|South Carolina Department of Archives and History|
|National Register Properties in South Carolina
Central Baptist Church, Charleston County (26 Radcliffe St., Charleston)
|Lower Facade||Upper Facade||Left Oblique||Right Oblique||Right Elevation|
Central Baptist Church (ca. 1893) is significant in terms of black history and folk art. Locally, it is thought to be one of the first black churches to have been founded and built solely by blacks in Charleston. The church was founded in 1891 by a group from Morris Street Baptist Church, an older church in Charleston. Two years later the present structure was completed and first used by the congregation in August 1893. During its first 20 years the church grew and this growth is reflected in the addition of the notable murals of 1915. The church is an excellent example of the Carpenter Gothic vernacular style of architecture.
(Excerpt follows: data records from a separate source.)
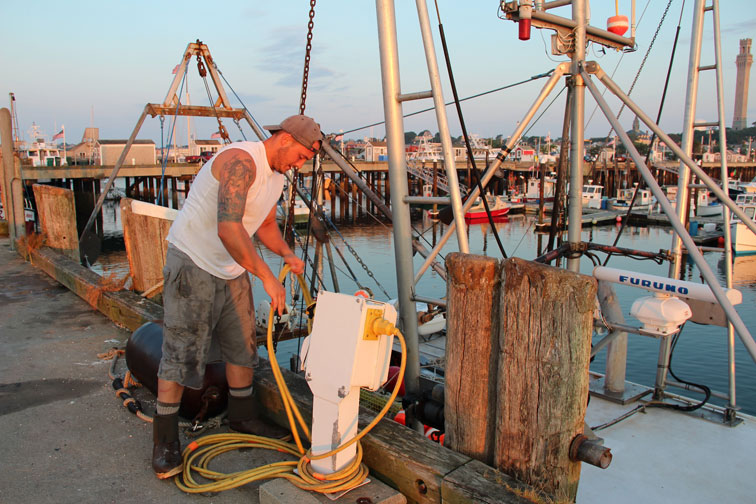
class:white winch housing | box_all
[302,291,396,474]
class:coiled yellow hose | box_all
[175,265,407,493]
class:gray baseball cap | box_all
[263,115,323,150]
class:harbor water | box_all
[93,201,756,415]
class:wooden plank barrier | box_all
[33,184,80,261]
[25,242,535,504]
[444,254,597,502]
[121,198,178,297]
Outstanding features of this church which are indicative of the style and period are the central double doors with protective hood above, octagonal belfry and dome, tower window with plate tracery, interior gallery on three sides, and Milai frescoes and murals depicting scenes of the life of Christ, signed by the artist Amohamed Milai in 1915. The gable roof is covered with standing seam tin and the boxed cornice features decorative brackets. The Adult Education Building to the right of the church is a typical Victorian “single house” of the period and is included within the nominated acreage. Listed in the National Register August 16, 1977.